Our data add to three lines of evidence suggesting that the influence of genetic variation is frequently tissue-specific. First, several microarray-based surveys have highlighted differences in gene expression across different brain regions in inbred mouse strains (Freeman et al. 2007; Hovatta et al. 2007; Nadler et al. 2006; Pavlidis and Noble 2001; Sandberg et al. 2000). These differences in expression appear to be phenotypically relevant, as shown by analysis of interstrain differences in motor coordination tasks (Nadler et al. 2006). Second, analyses of eQTL data from studies on different tissues have shown limited evidence for tissue-specific effects (Bystrykh et al. 2005; Chesler et al. 2005; Gatti et al. 2007; Hubner et al. 2005; Petretto et al. 2006).

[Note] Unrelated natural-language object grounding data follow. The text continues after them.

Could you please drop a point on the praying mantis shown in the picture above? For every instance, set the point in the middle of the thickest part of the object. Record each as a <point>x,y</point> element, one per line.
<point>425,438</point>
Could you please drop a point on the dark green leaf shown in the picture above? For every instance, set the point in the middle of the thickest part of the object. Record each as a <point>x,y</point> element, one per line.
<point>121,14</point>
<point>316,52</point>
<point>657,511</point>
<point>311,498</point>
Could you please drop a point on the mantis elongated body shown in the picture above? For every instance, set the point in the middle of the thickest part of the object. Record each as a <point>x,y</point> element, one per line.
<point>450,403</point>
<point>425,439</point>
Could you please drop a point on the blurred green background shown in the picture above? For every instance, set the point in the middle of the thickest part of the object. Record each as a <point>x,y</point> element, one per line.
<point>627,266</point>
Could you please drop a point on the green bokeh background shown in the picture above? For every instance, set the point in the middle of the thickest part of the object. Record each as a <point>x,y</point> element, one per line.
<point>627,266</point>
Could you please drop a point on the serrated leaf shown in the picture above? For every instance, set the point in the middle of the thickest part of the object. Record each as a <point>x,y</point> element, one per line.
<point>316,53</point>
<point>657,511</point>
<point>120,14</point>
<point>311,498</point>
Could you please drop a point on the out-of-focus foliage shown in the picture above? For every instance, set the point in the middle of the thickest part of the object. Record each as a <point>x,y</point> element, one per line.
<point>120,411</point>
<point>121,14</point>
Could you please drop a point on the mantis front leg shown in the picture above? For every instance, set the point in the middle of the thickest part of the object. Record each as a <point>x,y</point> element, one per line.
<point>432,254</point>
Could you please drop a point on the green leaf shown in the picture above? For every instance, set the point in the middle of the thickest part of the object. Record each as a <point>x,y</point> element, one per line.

Third, Yang et al. (2006), using an intercross of C57BL/6J and C3H/HeJ mouse strains and sampling muscle, liver, adipose, and brain, demonstrated the essentially tissue-specific nature of expression of sexually dimorphic, but not more general, classes of genes.

Functional annotation of genes within each CGG showed that in some cases genes whose mRNA levels were highly correlated also encode proteins with biologically related functions; the clearest examples are proteins involved in sugar metabolism clustered in CGG 2 and ribosomal proteins in CGG 4. The correlated behaviour of functionally related genes is perhaps not surprising in view of numerous studies on the coregulation of gene expression. Our major conclusion, however, is that shared function does not appear to be the primary organising principle of most genes within a CGG. In this respect, a better understanding of the shared behaviour of the CGG and its relationship, if any, to phenotypic outcomes (Goring et al. 2007; Nadler et al. 2006; Passador-Gurgel et al. 2007) will provide greater insight into the functional consequences of CGG variation and shared control. Further insight into the putative biology of CGGs could be gained by employing them as “gene-sets” in pathway-based enrichment analyses, such as Gene Set Enrichment Analysis (GSEA) (Subramanian et al. 2005), across a variety of experiments.

Our findings for CGG 2 that the Sox binding site is overrepresented and that mRNA levels of the genes within the CGG exhibit unusual linkage at the region harbouring Sox1 suggest an involvement of this transcription factor in CGG 2 behaviour, but this is necessarily speculative. The reality is that our methods, in common with all such analyses, including eQTL-based approaches, cannot distinguish between primary and secondary influences upon mRNA levels. For example, whether an unobserved common regulator causes CGG 2 behaviour or variation in more distal processes, such as signal transduction, will have to be shown by extensive mechanistic dissection, but such follow-up studies will at least have to be able to distinguish between these alternatives.

In more general terms, we have focused upon correlation-based approaches in our study with the assumption that correlation is a likely outcome of biological processes rather than simply using correlation as a statistical tool. This study has not been designed to identify, in most cases, the cause of a change in mRNA level; instead, we have simply focused on defining at the level of mRNA the phenotypic differences between two organisms that are likely due to the sum total of all relevant genetic influences. Of course, changes in mRNA levels do not have to be reflected in changing protein levels, and in most cases it is this latter change that will contribute to phenotypic diversity. Recent studies in yeast by Foss et al. (2007) have shown that there is only weak correlation of mRNA and protein levels tested across genetically divergent strains, and so prediction from purely genotypic information of ultimate protein levels, and therefore potential phenotype, is going to be a very challenging task, even at a single-tissue let alone at a multiple-tissue or organismal level. Nevertheless, the observation that this type of genetic variation has strong tissue-specific outcomes suggests that the regulatory architecture of mRNA levels may have evolved, in part, to generate selective phenotypic diversity of individual tissues and could represent a contributing source of morphologic and functional evolutionary differences, as well as having implications for the use of surrogate tissues in human studies.